No direct information on the BMI adjusted trend in the prevalence of asthma has been published in adults, although data on asthma and BMI were obtained in NHANES (at least in surveys II and III).9,10 There is also a lack of information on when the association between asthma and obesity arose in adults, or whether it is long standing but only noticed once obesity became more prevalent. The earliest studies to report an association were carried out in the early 1980s and were studies of chronic disease in general.11,12

A rough estimate of the maximum likely effect on the rise in asthma can be obtained, for a given increase in prevalence of overweight and obesity, on the assumption that the association is causal. For example, a change in BMI distribution from 85% normal weight, 10% overweight and 5% obese to 75% normal, 15% overweight and 10% obese would, at most, increase the prevalence of asthma by 6.8% over baseline, given the published estimates of relative risks. A baseline prevalence of 5% would increase to 5.3%, a very modest rise compared with most of those reported. So we should not expect the rise in overweight and obesity to explain more than a very small amount of the increase in asthma.


Ideally, trends should be calculated from more than two time points. Long term trends in asthma and BMI can show whether the increase in asthma started close to, or soon after, the beginning of the major increase in obesity. Parallel trends, or points of inflexion close in time, tell us little in themselves other than that a direct causal role is possible. The contrary—especially a reversal of one trend in the absence of a change in the other—is evidence against a direct causal relation provided the data are representative of the same populations.
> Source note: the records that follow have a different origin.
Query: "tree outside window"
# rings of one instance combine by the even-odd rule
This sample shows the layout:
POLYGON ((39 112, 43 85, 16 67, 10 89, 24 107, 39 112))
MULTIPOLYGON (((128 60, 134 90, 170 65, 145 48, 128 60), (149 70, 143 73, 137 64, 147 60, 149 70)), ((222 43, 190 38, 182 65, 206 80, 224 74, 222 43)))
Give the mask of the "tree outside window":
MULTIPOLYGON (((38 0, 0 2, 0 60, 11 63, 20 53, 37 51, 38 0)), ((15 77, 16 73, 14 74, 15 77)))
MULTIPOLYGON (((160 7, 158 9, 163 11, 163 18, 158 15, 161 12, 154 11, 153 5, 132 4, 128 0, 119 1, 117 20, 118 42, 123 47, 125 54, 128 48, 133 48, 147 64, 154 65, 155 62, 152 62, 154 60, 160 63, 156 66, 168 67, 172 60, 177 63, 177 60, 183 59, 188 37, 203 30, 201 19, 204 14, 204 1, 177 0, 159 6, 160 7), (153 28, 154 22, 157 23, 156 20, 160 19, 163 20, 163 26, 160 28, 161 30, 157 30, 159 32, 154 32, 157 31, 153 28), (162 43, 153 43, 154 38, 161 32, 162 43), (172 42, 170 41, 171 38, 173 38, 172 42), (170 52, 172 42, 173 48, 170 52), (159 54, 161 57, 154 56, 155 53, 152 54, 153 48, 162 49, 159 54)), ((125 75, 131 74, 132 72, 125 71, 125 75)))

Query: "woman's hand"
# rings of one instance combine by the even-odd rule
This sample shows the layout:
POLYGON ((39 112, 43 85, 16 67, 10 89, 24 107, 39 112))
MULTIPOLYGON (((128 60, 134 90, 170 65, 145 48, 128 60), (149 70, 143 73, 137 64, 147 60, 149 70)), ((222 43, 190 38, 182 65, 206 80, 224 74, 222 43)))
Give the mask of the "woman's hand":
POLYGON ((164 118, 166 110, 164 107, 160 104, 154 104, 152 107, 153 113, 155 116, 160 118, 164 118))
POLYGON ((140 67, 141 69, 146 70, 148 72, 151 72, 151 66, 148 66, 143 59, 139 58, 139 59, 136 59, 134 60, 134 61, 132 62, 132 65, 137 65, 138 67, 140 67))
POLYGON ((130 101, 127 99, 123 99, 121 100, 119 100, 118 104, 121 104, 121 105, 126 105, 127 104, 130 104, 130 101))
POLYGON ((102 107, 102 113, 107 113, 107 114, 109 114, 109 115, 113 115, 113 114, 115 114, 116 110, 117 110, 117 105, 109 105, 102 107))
There is now some evidence for a recent slowing down or cessation of the increase in asthma in children and in adults.13–16 Data on BMI were not collected in the individual studies and three of the studies were carried out in selected areas.13,14,16 The fourth study used data from 1990 to 1998 from the UK General Practice Research Database and showed a levelling off of trends in managed asthma from about 1995.15 Recent trends in BMI in Italy or Switzerland are not available but in England there is evidence from the Health Survey for England for an increase in obesity in adults from 1993 to 1998. While England is not the whole of the UK, and neither study may be fully representative as the General Practice Research Database may have practice participation bias and the Health Survey for England individual non-response bias, taken together the results suggest that the trends are not parallel.
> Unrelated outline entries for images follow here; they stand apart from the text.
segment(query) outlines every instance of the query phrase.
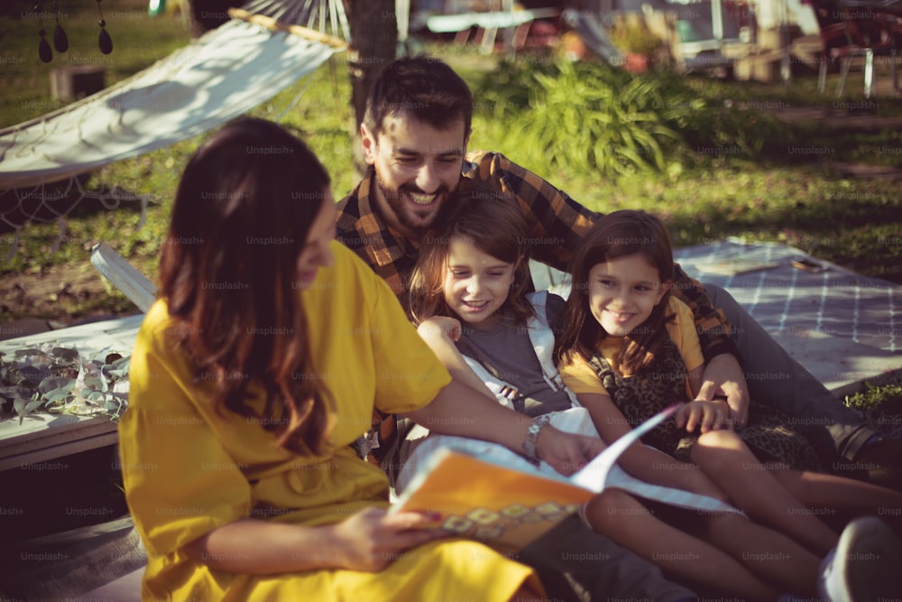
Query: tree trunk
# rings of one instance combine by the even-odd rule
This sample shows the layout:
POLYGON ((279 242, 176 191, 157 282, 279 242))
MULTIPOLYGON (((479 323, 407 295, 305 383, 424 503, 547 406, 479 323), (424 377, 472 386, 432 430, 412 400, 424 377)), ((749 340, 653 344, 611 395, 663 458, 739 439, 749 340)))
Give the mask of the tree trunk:
POLYGON ((230 19, 228 9, 243 4, 244 0, 183 0, 191 24, 191 36, 199 38, 227 22, 230 19))
POLYGON ((360 148, 360 124, 366 110, 366 96, 382 68, 395 59, 398 23, 394 0, 352 0, 346 4, 353 40, 348 61, 354 114, 351 144, 354 149, 354 166, 363 175, 366 166, 360 148))

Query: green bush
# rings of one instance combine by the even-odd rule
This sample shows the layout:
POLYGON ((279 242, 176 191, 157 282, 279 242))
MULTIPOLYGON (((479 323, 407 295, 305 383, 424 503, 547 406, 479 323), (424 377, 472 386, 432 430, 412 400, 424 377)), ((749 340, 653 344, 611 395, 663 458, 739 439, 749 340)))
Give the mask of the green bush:
POLYGON ((769 116, 699 97, 666 74, 600 63, 508 61, 474 94, 493 137, 531 166, 680 172, 712 156, 756 158, 776 135, 769 116))

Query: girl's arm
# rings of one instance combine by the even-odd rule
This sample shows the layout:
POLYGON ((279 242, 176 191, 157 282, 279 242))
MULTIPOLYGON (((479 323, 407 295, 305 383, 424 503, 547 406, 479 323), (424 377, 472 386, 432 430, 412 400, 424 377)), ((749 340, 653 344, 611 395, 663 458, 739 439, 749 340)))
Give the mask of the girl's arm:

There is little doubt that there was a concurrent rise in the prevalence of asthma and obesity in many developed countries in the 1980s and early 1990s, and this led to the speculation that the increase in obesity might explain some of the trend in asthma. Even without more direct evidence that the trend in overweight and obesity explains little or none of the trend in asthma, we can conclude that controlling the weight of the population would do little to reduce the prevalence of asthma as the associated relative risks are too small. However, it may take more direct evidence to convince the whole of the scientific community of this and, if further data exist to establish whether the association is recent or long standing in adults, this would be of interest. A long standing association in adults would contrast with that in children and would make changes in the population in diet and physical activity less likely as an explanation.

Is the concurrent rise in the prevalence of asthma and obesity a red herring?